If $f(x) = \sin x+\cos ax$ is periodic function, Then $a$ is If $f(x) = \sin x+\cos ax$ is periodic function, Then $a$ is 
Attempt: If $f(x)$ is periodic function, Then $f(x+T) = f(x)$
So $\sin(x+T)+\cos(a(x+T)) = \sin x+\cos ax$ for all $x$
Now How can i calculate $a$, could some help me, thanks
 A: The function $x\mapsto \cos(ax)$ is periodic with period $2\pi/a.$ And $x\mapsto\sin x$ is periodic with period $2\pi.$ In order that the sum $\sin x + \cos(ax)$ be periodic, it is necessary that some integer number $n$ of periods of $x\mapsto\cos(ax)$ must be equal to some integer number $m$ of periods of $x\mapsto\sin x.$ Thus we have
$$
n \frac{2\pi} a = m\cdot 2\pi.
$$
Thus $a = n/m.$ In other words, $a$ must be a rational number.
A: What is periodic? You defined it.
$\sin(x)$ has a period of $2π$.
$\cos(ax)$ has a period of $\frac{2\pi}{a}$.
If $a$ is an integer, then the period of $f(x)$ is $2π$. 
Now, let $a=\frac{p}{q}$. Then we have $\cos(ax)$ has a period of $\frac{2\pi q}{p}$. 

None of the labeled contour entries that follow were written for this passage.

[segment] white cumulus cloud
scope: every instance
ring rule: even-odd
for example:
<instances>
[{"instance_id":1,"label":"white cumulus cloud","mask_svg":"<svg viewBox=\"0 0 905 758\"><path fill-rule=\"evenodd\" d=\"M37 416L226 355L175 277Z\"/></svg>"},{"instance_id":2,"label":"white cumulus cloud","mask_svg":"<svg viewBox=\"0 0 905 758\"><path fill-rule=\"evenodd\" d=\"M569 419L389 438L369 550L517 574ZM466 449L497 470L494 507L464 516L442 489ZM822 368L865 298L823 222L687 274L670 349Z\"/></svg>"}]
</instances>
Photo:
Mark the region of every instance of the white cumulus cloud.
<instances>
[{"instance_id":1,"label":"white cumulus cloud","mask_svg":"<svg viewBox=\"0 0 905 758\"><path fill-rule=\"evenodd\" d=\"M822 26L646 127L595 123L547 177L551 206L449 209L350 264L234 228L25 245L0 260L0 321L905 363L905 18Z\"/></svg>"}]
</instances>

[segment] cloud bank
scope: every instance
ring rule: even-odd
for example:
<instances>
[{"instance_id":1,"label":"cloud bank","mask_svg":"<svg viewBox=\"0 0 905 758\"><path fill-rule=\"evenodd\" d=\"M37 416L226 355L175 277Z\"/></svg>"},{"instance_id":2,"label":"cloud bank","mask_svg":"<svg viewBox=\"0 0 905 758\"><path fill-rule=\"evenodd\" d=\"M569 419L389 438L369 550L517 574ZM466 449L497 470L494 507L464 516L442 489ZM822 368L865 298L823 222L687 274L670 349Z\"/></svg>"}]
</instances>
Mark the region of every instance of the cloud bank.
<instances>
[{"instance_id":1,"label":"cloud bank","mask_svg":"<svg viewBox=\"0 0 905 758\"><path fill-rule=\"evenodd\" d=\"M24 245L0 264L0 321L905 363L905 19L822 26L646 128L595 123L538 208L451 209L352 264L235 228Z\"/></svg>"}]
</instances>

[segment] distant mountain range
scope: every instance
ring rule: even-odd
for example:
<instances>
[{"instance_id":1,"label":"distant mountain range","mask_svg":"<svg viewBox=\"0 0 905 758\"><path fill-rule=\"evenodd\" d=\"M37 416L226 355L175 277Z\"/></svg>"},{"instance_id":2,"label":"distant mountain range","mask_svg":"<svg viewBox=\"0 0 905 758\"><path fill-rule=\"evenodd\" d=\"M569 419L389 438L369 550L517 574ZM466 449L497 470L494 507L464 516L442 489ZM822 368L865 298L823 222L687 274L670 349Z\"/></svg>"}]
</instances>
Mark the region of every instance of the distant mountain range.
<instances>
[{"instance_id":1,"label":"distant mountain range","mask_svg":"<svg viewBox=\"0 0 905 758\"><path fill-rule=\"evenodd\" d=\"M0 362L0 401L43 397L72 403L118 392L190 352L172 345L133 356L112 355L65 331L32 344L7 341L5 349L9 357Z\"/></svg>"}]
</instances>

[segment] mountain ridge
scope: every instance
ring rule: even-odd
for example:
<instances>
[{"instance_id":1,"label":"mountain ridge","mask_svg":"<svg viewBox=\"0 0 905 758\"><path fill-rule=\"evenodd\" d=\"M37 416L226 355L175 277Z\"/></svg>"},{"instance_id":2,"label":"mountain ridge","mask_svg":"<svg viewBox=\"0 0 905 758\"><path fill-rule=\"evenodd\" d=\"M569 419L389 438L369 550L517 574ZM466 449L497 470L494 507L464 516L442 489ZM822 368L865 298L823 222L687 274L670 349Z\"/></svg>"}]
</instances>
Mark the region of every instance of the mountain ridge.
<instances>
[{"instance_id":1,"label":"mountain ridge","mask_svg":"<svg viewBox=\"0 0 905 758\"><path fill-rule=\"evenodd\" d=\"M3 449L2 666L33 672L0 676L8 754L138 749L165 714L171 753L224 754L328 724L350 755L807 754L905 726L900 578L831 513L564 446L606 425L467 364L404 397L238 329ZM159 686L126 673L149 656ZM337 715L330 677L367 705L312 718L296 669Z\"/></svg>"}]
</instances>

We now need to find the LCM of these two periods. Fortunately, it isn't hard, and the period is $2πq$.  Note that our fraction should be simplified.
Now let's say $a=0.12342342535262362355\ldots$, is irrational. The period is defined for $a=0.123$, $a=0.1234$, and $a=0.1234234$. But the period gets exceedingly long. As this rational number approaches a denominator of infinity, or $a$ approaches true irrationality, the period does not exist, and thus the function isn't periodic. 
In other terms, the function is only periodic if $a$ is rational.